五輪マスコットで実態ない「販売促進」契約か 色、形…条件の緩和も

 東京五輪パラリンピックをめぐる汚職事件で、公式マスコットのぬいぐるみを製造・販売した「サン・アロー」が、大会組織委員会の元理事・高橋治之容疑者(78)=受託収賄容疑で再逮捕=のゴルフ仲間が代表だった休眠会社と、ぬいぐるみの販売促進を名目にした業務委託契約を結んで約700万円を送金していたことが、関係者への取材で分かった。

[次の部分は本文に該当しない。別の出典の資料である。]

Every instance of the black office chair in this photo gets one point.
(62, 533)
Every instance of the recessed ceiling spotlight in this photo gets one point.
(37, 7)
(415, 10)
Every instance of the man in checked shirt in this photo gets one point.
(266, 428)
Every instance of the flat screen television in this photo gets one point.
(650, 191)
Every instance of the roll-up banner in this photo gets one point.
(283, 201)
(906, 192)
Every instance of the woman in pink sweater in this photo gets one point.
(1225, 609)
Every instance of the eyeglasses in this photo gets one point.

 東京地検特捜部は、休眠会社に業務実態はなく、委託契約を装って高橋元理事への賄賂という意図を隠したとみて調べている。

 関係者によると、サン・アローは2017年秋、大会マスコットのぬいぐるみのライセンス契約を組織委に申請した。同社の前社長や社長は18年3月に高橋元理事のコンサル会社「コモンズ」を訪れるなどし、契約の後押しを依頼した。

 翌4月、サン・アローは高橋元理事のゴルフ仲間の知人が代表だった休眠会社と、業務委託契約を締結した。名目は販売促進で、ぬいぐるみの売り上げに応じて一定の手数料を支払う内容だったという。

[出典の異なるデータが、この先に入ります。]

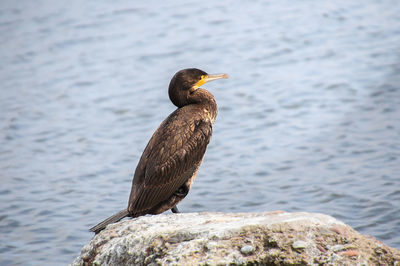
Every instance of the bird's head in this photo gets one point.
(185, 83)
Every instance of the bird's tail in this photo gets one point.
(112, 219)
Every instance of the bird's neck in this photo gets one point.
(207, 102)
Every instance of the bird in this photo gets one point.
(173, 155)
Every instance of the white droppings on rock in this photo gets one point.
(299, 244)
(215, 238)
(247, 250)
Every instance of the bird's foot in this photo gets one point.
(175, 210)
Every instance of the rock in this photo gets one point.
(299, 244)
(246, 250)
(242, 238)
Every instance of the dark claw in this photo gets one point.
(175, 210)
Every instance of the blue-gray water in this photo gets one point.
(308, 121)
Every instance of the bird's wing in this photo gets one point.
(175, 148)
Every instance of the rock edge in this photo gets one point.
(271, 238)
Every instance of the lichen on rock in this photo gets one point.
(273, 238)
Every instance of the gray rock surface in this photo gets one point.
(235, 238)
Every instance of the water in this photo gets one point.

 同年6月、サン・アローは組織委とライセンス契約を結び、翌7月から「ミライトワ」「ソメイティ」のぬいぐるみ発売を始めた。休眠会社には同年10月~21年4月に計約700万円を送金し、特捜部はこれを元理事への賄賂と認定した。

ミライトワ&ソメイティ 色、形に可愛らしさも…厳しい審査条件

 サン・アロー側は、ぬいぐる…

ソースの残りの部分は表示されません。